Comme bien des épreuves, la montée d’une paroi de glace permet de tester ses propres limites. On ne se bat pas contre la glace, on se bat contre soi, contre son propre corps, ses mollets, ses avant-bras et ses mains engourdies. On s’arrête subitement à quelques mètres du sommet, incapable de continuer, l’obstacle est trop imposant, trop puissant, et c’est légèrement déçu qu’on se laisse descendre, attaché à une corde qui lentement nous ramène à la sécurité.
Vue d’en bas, la paroi semble inoffensive, les angles sont peu prononcés, le chemin paraît facile à trouver. On se dit qu’on gravira la falaise glacée sans peine, qu’on saura se rendre au sommet.
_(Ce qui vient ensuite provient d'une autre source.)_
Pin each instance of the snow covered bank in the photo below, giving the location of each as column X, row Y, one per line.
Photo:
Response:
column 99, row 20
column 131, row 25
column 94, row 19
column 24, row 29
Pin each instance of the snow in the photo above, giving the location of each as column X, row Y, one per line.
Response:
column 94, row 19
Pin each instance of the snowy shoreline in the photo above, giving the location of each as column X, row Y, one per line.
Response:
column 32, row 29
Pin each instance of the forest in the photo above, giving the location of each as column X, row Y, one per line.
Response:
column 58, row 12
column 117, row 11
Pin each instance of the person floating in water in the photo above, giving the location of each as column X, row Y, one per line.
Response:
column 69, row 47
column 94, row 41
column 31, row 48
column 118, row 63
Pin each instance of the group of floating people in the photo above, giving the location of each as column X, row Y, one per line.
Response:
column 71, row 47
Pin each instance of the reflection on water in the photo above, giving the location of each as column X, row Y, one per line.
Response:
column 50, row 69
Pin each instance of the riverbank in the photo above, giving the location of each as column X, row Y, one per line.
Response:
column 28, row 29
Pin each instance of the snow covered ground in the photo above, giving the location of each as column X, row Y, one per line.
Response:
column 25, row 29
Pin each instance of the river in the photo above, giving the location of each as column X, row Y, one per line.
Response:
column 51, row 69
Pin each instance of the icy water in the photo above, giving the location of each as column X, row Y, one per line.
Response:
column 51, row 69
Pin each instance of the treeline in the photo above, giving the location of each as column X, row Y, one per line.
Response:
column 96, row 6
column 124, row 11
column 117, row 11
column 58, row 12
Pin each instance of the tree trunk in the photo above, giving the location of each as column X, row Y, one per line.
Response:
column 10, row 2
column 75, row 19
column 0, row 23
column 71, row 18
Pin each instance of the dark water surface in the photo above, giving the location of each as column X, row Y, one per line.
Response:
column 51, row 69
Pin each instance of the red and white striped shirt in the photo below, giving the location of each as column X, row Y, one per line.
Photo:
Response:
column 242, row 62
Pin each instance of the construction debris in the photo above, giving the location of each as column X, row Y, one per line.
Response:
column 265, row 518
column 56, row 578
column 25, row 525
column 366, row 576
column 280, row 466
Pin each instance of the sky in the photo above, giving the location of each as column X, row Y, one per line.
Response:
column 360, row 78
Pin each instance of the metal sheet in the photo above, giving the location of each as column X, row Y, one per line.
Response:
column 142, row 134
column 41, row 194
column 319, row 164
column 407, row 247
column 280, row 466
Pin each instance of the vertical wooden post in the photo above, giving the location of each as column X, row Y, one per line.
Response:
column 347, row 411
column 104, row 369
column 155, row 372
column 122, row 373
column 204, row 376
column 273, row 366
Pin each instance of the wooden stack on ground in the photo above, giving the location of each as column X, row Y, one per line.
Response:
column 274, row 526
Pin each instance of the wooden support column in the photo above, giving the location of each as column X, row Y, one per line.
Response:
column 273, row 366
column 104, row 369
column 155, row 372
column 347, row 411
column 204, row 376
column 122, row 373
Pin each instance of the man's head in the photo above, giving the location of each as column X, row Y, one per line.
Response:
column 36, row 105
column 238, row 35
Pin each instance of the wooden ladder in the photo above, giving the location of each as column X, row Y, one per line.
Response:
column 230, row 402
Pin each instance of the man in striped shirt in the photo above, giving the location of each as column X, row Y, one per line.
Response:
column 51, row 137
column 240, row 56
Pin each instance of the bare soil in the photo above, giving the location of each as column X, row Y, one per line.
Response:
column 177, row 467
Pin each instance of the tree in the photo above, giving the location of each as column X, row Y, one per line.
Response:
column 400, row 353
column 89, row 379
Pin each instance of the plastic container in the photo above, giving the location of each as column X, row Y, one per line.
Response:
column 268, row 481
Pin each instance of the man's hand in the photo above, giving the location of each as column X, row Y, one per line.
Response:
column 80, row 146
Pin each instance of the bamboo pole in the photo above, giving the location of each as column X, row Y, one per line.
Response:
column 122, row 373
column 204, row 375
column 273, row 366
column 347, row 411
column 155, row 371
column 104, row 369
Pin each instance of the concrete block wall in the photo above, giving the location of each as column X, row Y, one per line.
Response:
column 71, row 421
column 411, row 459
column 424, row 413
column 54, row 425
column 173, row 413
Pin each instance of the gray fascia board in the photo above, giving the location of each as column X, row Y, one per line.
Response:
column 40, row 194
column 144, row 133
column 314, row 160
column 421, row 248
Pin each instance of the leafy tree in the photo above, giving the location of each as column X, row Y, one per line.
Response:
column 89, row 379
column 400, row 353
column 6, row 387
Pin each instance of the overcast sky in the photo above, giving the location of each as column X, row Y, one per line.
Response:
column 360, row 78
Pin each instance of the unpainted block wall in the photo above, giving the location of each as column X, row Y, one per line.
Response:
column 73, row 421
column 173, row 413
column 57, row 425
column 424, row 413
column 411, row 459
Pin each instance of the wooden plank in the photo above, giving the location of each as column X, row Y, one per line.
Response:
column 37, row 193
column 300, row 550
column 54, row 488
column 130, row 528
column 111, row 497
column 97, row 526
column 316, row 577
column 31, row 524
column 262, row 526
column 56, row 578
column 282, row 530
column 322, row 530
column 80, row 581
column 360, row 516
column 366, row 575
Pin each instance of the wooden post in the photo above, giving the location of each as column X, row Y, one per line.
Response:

Mais quand, les deux pieds enfoncés dans la paroi elle-même, des éclats de glace dans les yeux, on lève la tête et aperçoit ce qu’il reste à franchir, tous ces mètres de rocs qui s’élèvent vers le ciel, recouverts d’une eau cristallisée, on se rend compte que le regard est un mauvais juge et que les distances paraissent toujours plus faibles de loin que de proche. Quand la réalité se calcule en kilojoules, sa vérité ne peut plus être manipulée comme un raisonnement facile à plier. Elle se dresse, nue et imposante.
Les difficultés ne paraissent jamais de loin. Quand nous regardons une montagne aux parois abruptes, notre regard est fasciné par la forme des escarpements, les variations de couleurs, le bleu pâle et légèrement menaçant de la glace, le banc laiteux de la neige fraîche, les bruns délavés de la pierre, les gris tenaces des rochers. Notre perception est une prise, une forme d’appropriation. Nous avons vu, nous sommes là, nous pouvons nous approcher et témoigner de notre présence, prendre des clichés qui attesteront de notre regard.
Les yeux séparent le sujet de l’objet de ses perceptions. Ils atténuent les dimensions. Surtout, ils ne savent rien des épreuves. Notre regard nous plonge dans le monde, il nous y inscrit de façon irrécusable, mais il reste insensible aux véritables enjeux de notre présence dans ce monde.
Les yeux et les pieds ne connaissent pas la même réalité. La présence au monde, c’est notre corps qui l’assume. Ce sont nos pieds qui foulent un terrain, nos mains qui s’agrippent à des parois, nos avant-bras qui travaillent à planter des piolets dans des strates de glace, espérant qu’à travers les éclats la pointe aiguisée de l’instrument saura trouver racine dans ce masse de cristaux.
Les yeux aperçoivent des réalités qui ne les touchent pas. Mais le corps, le corps lui souffre et peine à se rendre à son but. Les yeux voient une falaise, en évaluent sommairement la hauteur et concluent à sa disponibilité. Le corps s’attaque à la masse d’eau gelée sur laquelle les yeux ont simplement glissé sans s’arrêter.